Ribosomal RNA was removed from samples using the Epicentre Gram-positive Ribo-Zero rRNA magnetic removal kit. RNA-seq libraries were prepared using the Illumina ScriptSeq v2 library preparation kit according to the manufacturer’s protocol. Library quality was assayed by Bio-analyzer (Agilent) and quantified by quantitative PCR (qPCR) (Kapa Biosystems). Libraries were run on an Illumina HiSeq1500, generating 100-bp paired end reads. RNA-seq read quality was verified using FastQC, and low-quality base pairs were trimmed using Trimmomatic. The M. tuberculosis H37Rv reference genome was downloaded from TB Database, and reads were mapped to the genome using TopHat2. Count tables were generated using HTSeq along with a custom GFF, which includes features from both TB Database and Tuberculist. Count tables were loaded into R/Bioconductor, quantile normalized, and corrected for variance bias using Voom. Limma was used to find genes that were differentially expressed between each of the pairs of sample conditions. A total of 442 genes were found to be both differentially expressed in the wild-type–mutant contrast and the mutant-complement contrast and thus are potentially affected by Rv3167c regulation. This list of candidate deregulated genes was checked for functional enrichment using GOseq with multiple-testing correction using the Benjamini and Hochberg method (49).

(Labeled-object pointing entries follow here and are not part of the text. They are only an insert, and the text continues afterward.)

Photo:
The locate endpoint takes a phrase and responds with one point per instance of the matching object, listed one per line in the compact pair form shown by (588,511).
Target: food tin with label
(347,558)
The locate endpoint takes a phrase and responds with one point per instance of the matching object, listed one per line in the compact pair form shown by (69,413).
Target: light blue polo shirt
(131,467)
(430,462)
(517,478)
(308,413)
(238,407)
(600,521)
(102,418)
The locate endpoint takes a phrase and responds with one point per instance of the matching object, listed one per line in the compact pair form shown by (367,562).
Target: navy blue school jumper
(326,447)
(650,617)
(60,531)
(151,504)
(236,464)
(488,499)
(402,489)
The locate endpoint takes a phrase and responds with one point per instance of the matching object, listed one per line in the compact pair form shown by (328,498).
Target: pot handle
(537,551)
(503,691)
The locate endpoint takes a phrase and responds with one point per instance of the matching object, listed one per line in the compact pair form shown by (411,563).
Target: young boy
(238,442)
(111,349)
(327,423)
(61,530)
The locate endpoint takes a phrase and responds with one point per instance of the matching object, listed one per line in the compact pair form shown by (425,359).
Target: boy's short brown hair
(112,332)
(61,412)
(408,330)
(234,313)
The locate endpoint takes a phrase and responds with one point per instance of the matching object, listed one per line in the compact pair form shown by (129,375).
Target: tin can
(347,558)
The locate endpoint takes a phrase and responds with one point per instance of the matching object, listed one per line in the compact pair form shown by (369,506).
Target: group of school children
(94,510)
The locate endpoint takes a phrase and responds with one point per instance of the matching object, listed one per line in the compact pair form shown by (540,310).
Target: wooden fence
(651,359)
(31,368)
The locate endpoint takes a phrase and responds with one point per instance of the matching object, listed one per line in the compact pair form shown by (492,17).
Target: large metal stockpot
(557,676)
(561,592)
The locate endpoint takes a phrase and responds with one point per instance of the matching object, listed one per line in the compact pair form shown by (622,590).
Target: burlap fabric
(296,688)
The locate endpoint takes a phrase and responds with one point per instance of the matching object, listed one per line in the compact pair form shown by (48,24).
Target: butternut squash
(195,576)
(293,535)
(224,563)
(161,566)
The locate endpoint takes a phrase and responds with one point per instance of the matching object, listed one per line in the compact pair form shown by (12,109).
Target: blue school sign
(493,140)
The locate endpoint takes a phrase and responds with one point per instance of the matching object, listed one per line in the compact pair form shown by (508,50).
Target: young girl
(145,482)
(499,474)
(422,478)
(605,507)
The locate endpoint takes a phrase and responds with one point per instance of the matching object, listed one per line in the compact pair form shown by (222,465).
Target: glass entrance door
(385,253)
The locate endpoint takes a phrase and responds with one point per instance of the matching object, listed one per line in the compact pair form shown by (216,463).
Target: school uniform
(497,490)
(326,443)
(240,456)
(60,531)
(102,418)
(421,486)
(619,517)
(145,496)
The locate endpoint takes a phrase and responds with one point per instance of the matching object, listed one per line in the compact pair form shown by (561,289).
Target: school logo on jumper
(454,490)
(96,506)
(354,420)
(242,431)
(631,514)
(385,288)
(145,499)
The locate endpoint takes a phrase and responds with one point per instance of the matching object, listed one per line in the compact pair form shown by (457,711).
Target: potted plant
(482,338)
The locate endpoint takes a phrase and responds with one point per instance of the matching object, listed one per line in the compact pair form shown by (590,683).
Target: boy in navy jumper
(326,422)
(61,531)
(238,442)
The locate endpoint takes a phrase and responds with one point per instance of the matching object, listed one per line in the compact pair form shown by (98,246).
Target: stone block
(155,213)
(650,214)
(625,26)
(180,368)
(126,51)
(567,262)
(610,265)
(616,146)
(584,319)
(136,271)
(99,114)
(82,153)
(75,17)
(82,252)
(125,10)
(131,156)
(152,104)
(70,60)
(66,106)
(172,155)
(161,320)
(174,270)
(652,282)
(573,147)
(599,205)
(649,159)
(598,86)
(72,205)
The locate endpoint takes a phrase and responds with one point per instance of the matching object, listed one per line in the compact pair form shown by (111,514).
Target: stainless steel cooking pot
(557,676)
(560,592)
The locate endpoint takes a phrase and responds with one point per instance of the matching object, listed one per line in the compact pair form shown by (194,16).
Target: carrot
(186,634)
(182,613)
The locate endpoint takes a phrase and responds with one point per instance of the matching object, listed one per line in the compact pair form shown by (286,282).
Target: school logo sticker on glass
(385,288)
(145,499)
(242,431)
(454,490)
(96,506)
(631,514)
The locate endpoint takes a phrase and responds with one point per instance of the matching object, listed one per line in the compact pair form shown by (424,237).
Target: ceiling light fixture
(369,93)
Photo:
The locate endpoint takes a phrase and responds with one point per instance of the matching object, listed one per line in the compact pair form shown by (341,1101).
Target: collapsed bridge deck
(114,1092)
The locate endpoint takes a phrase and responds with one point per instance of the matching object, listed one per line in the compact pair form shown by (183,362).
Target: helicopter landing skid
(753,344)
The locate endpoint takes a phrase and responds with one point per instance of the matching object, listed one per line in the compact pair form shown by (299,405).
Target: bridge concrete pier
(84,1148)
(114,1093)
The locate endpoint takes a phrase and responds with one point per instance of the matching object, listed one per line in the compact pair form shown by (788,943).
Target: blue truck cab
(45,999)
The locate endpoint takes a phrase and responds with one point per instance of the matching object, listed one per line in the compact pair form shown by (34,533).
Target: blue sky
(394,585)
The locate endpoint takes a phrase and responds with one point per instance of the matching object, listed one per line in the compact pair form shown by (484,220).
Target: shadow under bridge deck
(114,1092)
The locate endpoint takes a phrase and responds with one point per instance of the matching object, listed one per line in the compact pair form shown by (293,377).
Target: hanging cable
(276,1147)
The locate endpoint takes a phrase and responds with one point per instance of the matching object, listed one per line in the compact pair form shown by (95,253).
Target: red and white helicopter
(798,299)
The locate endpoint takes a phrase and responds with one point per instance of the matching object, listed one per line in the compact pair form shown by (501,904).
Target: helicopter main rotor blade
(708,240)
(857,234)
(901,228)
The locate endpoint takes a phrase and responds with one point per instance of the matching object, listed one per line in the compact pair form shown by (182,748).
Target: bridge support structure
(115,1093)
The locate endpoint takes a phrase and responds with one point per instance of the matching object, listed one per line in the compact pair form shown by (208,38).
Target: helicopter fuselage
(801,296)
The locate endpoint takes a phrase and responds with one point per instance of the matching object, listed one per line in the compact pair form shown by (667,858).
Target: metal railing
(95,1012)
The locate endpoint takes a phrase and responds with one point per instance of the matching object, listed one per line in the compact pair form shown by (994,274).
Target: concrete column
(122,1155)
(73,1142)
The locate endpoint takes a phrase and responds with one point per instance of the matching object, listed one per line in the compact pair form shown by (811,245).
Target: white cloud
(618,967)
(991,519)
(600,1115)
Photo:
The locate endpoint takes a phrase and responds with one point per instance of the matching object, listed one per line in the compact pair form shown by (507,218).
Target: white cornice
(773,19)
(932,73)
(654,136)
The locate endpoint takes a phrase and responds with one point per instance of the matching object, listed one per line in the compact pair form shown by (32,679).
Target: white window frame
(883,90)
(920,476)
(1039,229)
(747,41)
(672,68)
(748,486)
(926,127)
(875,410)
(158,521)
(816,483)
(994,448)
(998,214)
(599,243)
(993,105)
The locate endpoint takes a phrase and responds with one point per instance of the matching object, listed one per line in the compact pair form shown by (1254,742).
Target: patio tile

Cultures were grown in 7H9 broth in a volume of 50 ml to an OD₆₀₀ of 0.8. Cultures were pelleted and resuspended in 2:1 methanol-chloroform and left at 4°C overnight. Samples were spun down, and supernatant was transferred to a glass beaker. The pellet was resuspended in 1:1 methanol-chloroform and left at room temperature for an hour. Samples were spun down, and the supernatant was removed. The process was repeated again with 1:2 methanol-chloroform. All three fractions were pooled, and the methanol and chloroform were allowed to evaporate overnight in a fume hood. The total lipid pellet was weighed, and 300 μg of total lipid was spotted onto a TLC plate. The plate was resolved in a mobile phase of 9:1 petroleum ether-diethyl ether. Lipid spots were revealed by spraying the plate with a solution of 3% cupric acetate in 8% phosphoric acid followed by baking at 140°C.

Bacteria were pelleted and resuspended in 25 mM Tris HCl, followed by bead beating to lyse cells. Lysate was cleared by spinning at 12,000 rpm for 5 min. The Pierce bicinchoninic acid (BCA) protein assay kit (Thermo Scientific) was used to measure protein concentrations. Antibody against EsxA was purchased from Santa Cruz Biotechnology, Inc., and used at a 1:200 dilution. Antibodies against Fap and GroEL were obtained from BEI Resources and used at 1:7,500 and 1:50 dilutions, respectively.

Statistical analysis was performed using GraphPad Prism version 6.0 software. Data are presented as means ± standard errors of the means (SEM) from three independent experiments, and one-way analysis of variance (ANOVA) with Tukey’s posttest was used unless mentioned otherwise in the figure legends. P value significance is indicated on the figures as follows: *, P ≤ 0.05; **, P ≤ 0.01; ***, P ≤ 0.001; and ****, P ≤ 0.0001.